Announced amid the first day of the fourth Open Compute Summit in Santa Clara, Calif. on Wednesday, the motivation behind these initiatives is to promote open hardware (specifically data centers and servers) in the same way that open software is promoted.

As big data continues to be a hot topic that doesn't stop growing and still can't be entirely defined, the need for new and fresh hardware designs is imperative.

Here are a few examples of what has already been revealed in less than 90 minutes this morning.
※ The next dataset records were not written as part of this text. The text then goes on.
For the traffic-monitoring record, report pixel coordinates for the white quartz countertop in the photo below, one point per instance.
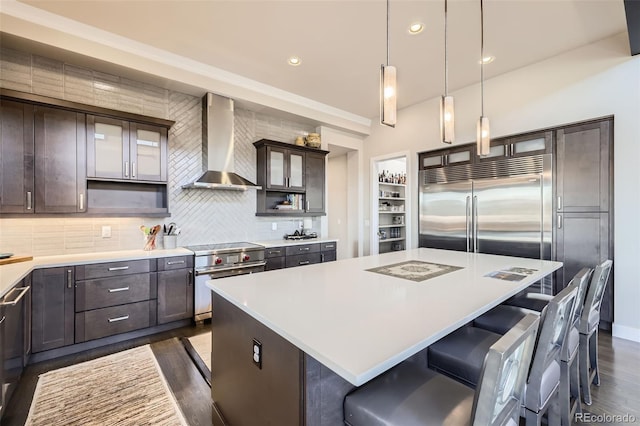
(284, 243)
(12, 273)
(360, 323)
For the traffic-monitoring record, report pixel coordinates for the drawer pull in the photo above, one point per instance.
(119, 268)
(15, 301)
(125, 317)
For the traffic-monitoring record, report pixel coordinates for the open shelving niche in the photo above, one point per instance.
(390, 221)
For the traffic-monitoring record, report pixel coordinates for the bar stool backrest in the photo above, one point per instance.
(498, 396)
(593, 300)
(554, 324)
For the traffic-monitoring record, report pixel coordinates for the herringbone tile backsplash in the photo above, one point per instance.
(205, 216)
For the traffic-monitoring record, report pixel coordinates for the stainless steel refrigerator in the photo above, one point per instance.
(497, 207)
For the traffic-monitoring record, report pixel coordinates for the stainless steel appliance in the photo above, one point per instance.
(496, 207)
(214, 261)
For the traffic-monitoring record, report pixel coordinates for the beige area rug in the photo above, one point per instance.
(126, 388)
(202, 344)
Fresh off its Graph Search announcement on Tuesday, Facebook (also the original official member of the OCP) has contributed to what can be lightly referred to as the "group hug" board.
In more technical terms, engineers from the world's largest social network are contributing a new common slot architecture specification for motherboards, which should turn around and produce vendor-neutral boards that can accommodate up to 10 System-on-Chip circuits.
Those SOCs will be supported by Intel, AMD, Calxeda, and Applied Micro -- the last of which has already built a mechanical demo of the new design.
Intel is also contributing designs from its forthcoming silicon photonics technology, which are intended to enable 100Gbps interconnects -- or enough to last for "multiple processor generations." More pointedly, the photonics technology is supposed to have "such low latency" that the same components previously needed to be bound to the same motherboard can be spread out within a rack.
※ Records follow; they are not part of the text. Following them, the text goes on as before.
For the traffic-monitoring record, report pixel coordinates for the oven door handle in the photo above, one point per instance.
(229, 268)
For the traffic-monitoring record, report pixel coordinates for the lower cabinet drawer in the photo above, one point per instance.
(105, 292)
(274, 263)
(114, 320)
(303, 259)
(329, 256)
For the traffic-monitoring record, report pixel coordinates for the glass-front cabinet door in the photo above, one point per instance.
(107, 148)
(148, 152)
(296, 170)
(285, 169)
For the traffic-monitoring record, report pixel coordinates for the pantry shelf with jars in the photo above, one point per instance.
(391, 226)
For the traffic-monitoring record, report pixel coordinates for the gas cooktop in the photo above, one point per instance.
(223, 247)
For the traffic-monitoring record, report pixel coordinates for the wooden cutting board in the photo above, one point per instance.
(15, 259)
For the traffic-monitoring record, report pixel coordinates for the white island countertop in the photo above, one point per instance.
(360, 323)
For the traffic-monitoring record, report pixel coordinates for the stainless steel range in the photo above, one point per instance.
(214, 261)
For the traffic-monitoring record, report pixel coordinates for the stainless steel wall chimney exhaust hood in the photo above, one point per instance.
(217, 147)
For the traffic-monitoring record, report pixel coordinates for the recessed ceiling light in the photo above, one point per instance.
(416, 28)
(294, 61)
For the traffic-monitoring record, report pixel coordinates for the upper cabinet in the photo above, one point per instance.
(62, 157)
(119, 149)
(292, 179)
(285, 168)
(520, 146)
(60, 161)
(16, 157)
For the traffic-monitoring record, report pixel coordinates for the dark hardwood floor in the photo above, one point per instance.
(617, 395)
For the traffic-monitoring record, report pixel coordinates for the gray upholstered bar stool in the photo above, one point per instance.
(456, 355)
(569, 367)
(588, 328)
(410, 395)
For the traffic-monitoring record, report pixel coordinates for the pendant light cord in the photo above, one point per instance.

The OCP has also grown considerably from its founding days a little under two years ago when only Facebook was onboard. Some of the new members for the non-profit community now includes more enterprise-familiar heavyweights such as EMC, Sandisk, and Fusion-io, among many others.

Frank Frankovsky, one of the leaders of the Open Compute Project, added in a blog post that "these announcements will enable data center operators to build systems that better fit the workloads they need to run" as well as "unlock even more efficiencies in data center construction and operations."